Re: [CSP] URI/IRI normalization and comparison

On Tue, Jan 20, 2015 at 3:32 PM, Mike West <mkwst@google.com> wrote:
> I'll change this to explicitly list `blob`, `data`, and `filesystem`. It
> seems like there should be some concept that encompases these kinds of URLs
> that we don't want to match against '*', but I don't see one lying around.
>
> https://github.com/w3c/webappsec/commit/8cbfd691843b110f97b522e06c2990b532d477dd

URL schemes from which local data can be fetched does seem like a
primitive of sorts. In fact, we need this kind of primitive to define
SVG/CSS properly:

  https://www.w3.org/Bugs/Public/show_bug.cgi?id=26114


> The "protected resource" is the document/worker which the policy applies to.
> We can either accept that as a global, or grab it from the incumbent
> settings object.
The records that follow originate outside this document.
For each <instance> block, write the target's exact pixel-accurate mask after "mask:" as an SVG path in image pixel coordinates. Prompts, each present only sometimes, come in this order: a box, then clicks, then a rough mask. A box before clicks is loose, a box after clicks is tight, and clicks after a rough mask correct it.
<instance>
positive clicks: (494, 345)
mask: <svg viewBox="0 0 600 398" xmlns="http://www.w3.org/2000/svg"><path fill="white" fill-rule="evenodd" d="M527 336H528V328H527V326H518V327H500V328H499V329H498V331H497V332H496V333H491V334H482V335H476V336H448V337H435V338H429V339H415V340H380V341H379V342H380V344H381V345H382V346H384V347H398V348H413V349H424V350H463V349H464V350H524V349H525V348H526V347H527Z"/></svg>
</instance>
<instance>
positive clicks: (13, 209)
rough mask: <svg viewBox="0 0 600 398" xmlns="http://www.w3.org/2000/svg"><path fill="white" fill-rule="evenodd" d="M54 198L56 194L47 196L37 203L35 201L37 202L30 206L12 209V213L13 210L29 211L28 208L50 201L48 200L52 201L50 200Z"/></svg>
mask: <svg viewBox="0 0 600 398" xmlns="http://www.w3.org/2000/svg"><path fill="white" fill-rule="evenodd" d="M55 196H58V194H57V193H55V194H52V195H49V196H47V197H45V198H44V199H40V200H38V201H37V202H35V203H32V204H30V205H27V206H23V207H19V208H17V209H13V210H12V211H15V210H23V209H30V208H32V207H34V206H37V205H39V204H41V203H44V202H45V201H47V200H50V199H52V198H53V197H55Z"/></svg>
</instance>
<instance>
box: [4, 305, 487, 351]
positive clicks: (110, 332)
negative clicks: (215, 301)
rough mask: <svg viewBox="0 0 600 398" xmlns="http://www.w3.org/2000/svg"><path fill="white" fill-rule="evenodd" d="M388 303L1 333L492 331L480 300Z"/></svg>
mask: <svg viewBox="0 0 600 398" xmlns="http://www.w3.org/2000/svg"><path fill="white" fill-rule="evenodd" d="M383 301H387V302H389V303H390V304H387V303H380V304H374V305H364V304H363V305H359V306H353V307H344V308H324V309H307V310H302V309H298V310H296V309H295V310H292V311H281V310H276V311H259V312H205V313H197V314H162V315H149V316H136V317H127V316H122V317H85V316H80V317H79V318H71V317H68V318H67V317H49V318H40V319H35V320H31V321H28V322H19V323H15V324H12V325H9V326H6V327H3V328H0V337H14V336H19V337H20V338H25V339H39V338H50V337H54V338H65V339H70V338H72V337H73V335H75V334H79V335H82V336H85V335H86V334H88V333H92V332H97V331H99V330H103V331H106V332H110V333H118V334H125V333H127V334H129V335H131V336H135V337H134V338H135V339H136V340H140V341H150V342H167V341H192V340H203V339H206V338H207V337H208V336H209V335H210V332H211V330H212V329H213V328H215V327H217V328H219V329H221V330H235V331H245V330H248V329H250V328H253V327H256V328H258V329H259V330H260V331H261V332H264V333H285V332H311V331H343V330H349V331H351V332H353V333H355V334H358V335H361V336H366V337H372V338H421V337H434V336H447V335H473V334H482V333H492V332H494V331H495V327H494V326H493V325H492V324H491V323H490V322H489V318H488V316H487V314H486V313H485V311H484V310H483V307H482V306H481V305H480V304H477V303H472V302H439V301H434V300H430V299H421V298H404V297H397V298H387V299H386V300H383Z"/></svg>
I prefer the former for the moment, but will prefer
> something else once we rewrite the whole thing in terms of Fetch.

I would prefer that a comparison function grabs no globals I think. Or
at least that it is explicit somehow if it must be done.


> 1. Wildcard handling is a broken concept for IPv4; it simply doesn't make
> sense as written. Maybe moving the '*' to the right side would make sense,
> but honestly I'd rather remove that than somehow extend the concept to IPv6.

The problem with IPv4 is that in practice http://2/ is IPv4 too. The
URL Standard does not cover this yet but most likely will. Once parsed
that would become normalized to http://0.0.0.2/ so maybe
comparison-wise the IPv4 stuff works...


> 2. We accidentally support IPv4 by virtue of supporting numerics in
> hostnames. It's not at all clear to me that we _should_ have extended the
> grammar to support IPv6. I think we instead should encourage folks not to
> tie security checks to IP-address-based hosts. Perhaps we should revert the
> decision in https://github.com/w3c/webappsec/issues/49?

That seems okay to me. The URL Standard will at some point be able to
tell apart domain names from IPv4 from IPv6 so you'll have enough
primitives to do whatever.


>> * Step 4.10 talks about the URL being the result of a redirect but it
>> is unclear how that information can be obtained from a simple
>> comparison operation. It also has the same problems with path as
>> mentioned earlier. It's not a string, but a list.
>
> This will be clearer with a Fetch-based rewrite. It's not clear how we can
> obtain this information at the moment given the way things are structured,
> so this bit is seriously hand-wavey.

Indeed. There should at least be a note of sorts there I think.